Também é exigida a “afixação pública, nos serviços, dos planos de férias aprovados anualmente” e a “aplicação dos princípios de probidade e igualdade de oportunidades no acesso a cargos de direção, coordenação ou liderança, com a promoção e execução de processos transparentes, íntegros e imparciais”, entre outras medidas.
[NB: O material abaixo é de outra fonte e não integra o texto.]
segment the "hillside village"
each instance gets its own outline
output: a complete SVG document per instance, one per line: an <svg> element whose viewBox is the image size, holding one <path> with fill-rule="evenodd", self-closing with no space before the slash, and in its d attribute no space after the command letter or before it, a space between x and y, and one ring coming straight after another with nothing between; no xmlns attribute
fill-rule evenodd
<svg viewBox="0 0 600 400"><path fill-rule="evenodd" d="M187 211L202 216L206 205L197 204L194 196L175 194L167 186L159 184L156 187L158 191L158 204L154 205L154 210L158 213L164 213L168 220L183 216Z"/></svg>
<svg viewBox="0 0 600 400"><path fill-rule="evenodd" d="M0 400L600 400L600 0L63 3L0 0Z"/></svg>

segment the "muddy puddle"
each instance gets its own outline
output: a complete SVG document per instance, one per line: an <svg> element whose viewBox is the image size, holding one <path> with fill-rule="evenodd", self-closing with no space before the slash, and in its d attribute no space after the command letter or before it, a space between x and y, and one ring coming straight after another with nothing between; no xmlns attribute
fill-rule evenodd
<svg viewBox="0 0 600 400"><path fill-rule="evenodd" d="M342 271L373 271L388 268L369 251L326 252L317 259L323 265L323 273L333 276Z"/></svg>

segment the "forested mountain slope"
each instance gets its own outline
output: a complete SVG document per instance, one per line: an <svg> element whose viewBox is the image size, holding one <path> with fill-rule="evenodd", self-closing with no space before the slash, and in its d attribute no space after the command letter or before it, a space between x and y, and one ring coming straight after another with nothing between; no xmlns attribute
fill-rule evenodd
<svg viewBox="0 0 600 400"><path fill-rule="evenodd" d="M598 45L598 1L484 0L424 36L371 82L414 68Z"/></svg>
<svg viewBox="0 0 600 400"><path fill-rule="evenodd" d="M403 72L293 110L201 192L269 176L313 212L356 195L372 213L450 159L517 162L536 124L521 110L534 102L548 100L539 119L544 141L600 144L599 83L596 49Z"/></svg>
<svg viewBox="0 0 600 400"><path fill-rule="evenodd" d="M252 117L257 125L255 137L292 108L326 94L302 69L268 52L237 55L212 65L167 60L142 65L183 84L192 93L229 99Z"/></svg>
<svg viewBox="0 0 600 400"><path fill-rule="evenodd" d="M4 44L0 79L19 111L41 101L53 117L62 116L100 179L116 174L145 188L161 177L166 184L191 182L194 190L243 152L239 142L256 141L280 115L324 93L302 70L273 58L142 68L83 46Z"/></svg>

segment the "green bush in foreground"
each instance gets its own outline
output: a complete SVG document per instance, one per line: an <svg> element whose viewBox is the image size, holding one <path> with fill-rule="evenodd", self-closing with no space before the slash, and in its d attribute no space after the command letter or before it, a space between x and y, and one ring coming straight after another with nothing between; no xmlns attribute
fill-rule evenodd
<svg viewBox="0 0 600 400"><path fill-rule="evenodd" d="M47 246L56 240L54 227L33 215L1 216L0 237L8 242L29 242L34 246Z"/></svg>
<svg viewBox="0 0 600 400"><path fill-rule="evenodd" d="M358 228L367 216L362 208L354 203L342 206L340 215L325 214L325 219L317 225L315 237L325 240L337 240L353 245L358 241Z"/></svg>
No prazo de um mês será convocada uma nova reunião “para verificar a aplicação das medidas corretivas”, de forma a “melhorar as condições de trabalho e a prestação de cuidados aos doentes psiquiátricos”, refere ainda o sindicato. Caso essas medidas não sejam aplicadas, e se “mantiverem os atuais atropelos e assédio aos médicos”, o sindicato irá avançar com outras ações.

HOSPITAL GARANTE NÃO TER “QUEIXAS INTERNAS” MAS VAI “ANALISAR” A SITUAÇÃO
Questionado pelo Expresso sobre o assunto, o conselho de administração do hospital refere ter ficado “chocado” com as alegações e diz nunca ter recebido “quaisquer queixas internas”. “Não tenho a ideia de que isto reflita o sentimento geral dos médicos do hospital”, afirma Rosa Encarnação, diretora clínica que integra a administração do hospital. Garante que as folgas e descansos compensatórios “são sempre concedidos” e que, se isso não acontece no prazo devido, “é por decisão dos próprios médicos, não por imposição da administração”. O assunto está, contudo, a ser “analisado” e o hospital “fará as diligências que considerar necessárias”.

Sobre a falta de médicos de outras especialidades, a diretora clínica refere que o hospital “trabalha em articulação” com outras unidades “que dão apoio” na realização de consultas e exames. João Pires, enfermeiro diretor que também integra o conselho de administração do hospital, reforça o esforço de articulação. “Nunca um doente ficou retido no hospital porque não foi autorizada a realização de exames”, diz, acrescentando que com a pandemia foi reforçado o número de profissionais de saúde que trabalham no hospital. A comparar com dezembro de 2019, são “mais 22 profissionais”, metade dos quais assistentes operacionais, mas também enfermeiros (cinco), um médico em formação e um técnico superior de saúde. “Hoje em dia estamos muito mais bem apetrechados.”